Drawing on many of these community based experiences, the Movement 4 Black Lives has issued a broad vision to transform our country. Taking up the call of for a radical revolution in values against racism, materialism, and militarism, this vision reflects a renewed commitment to authentic democracy. Rooted in intense collaborative discussion and debate, it reflects the kind of community driven democracy that is emerging across the country as people create new ways of living together. Democracy is evolving in ways that cannot be as easily controlled as the ballot box. This is our best hope.

Separate and Unequal by Shea Howell


Thinking for ourselves
Shea Howell

Separate and Unequal
August 14, 2016

This week the New York Times published yet another story about the reality of two separate and unequal Detroits. With the title “In Detroit’s 2-Speed Recovery, Downtown Roars and Neighborhoods Sputter,” Peter Applebome points to critical questions the Mayor and his administration would like to avoid.

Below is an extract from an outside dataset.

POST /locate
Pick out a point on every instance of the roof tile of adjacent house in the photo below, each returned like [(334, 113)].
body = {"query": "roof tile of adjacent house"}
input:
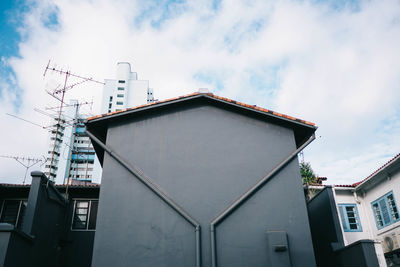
[(376, 171), (212, 96), (371, 175)]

After a brief sketch of downtown, Midtown and Corktown development, Applebome raises the question of what development means to neighborhoods. He says, “But what that means for the rest of the city and who is benefiting have set in motion a layered conversation about development, equity, race and class. It is playing out with particular force here in what was once the nation’s fourth-largest city and is now a place at once grappling with poverty, crime and failing schools, but also still animated by the bones of its former glory.”

This is a conversation the Mayor avoids. Yet even a transient observe like Applebome concludes, “The lack of progress is just as noticeable in the sprawl of often dilapidated neighborhoods, baking in the summer heat.”

Many are baking in that heat without water. No where is the lack of progress and the denial by the Mayor and his administration clearer than in the water shut off crisis. The day before the New York Times article appeared, a group of community based researchers issued an important report. Mapping the Water Crisis: The Dismantling of African American Neighborhoods in Detroit: Volume 1 is the result of an18 month study documenting water shut offs in the city. The report demonstrates in clear and specific detail that neighborhoods are suffering from a combination of foreclosures and shut offs, diminishing the quality of life for everyone in the community. Last year 23,000 homes were shut off from water. Over the last decade the city has endured 110,000 foreclosures.

Underscoring the growing divide in our city, Monica Lewis-Patrick, a guiding force in the research collaborative, said, “There is a renaissance downtown full of newcomers, while they are shutting off water for those who stayed and paid” their bills for years.

The impact of these shut offs in a city where 40% of the people live in poverty and many are paying more than 10% of their income for water is to actively drive people out of their homes. Dr. Gloria House, Professor Emerita of the University of Michigan-Dearborn and Wayne State University explained that the mapping documents that

“The incidents of shutoffs, foreclosures and school closures are not random, but intentional and specific… We believe it’s about the dismantling of neighborhoods.”

The Mayor continues to deny this reality. He refuses to consider the consequences of his policies in the lives of people in neighborhoods. Instead he chooses to pretend his water assistance plan (WRAP) is solving the problem. No one but the Mayor and his administration believes this. No one who sees the shut off trucks moving through neighborhoods on a daily basis believes this.

The objective statistics do not support this. The WRAP is a failure. It has a waiting list of 3,000 customers and the majority of people who have been signed up simply cannot keep up with the monthly payments.

The work of the We the People Detroit Community Research Collective documents in stark terms that our city is devolving into two separate, unequal, and unhealthy realities.

It does not have to be this way. Community activists and researchers have consistently advocated plans to make water available to all at affordable prices. They have developed programs to keep people in their homes and to stop foreclosures. The real choice we face is about whose lives matter in our city.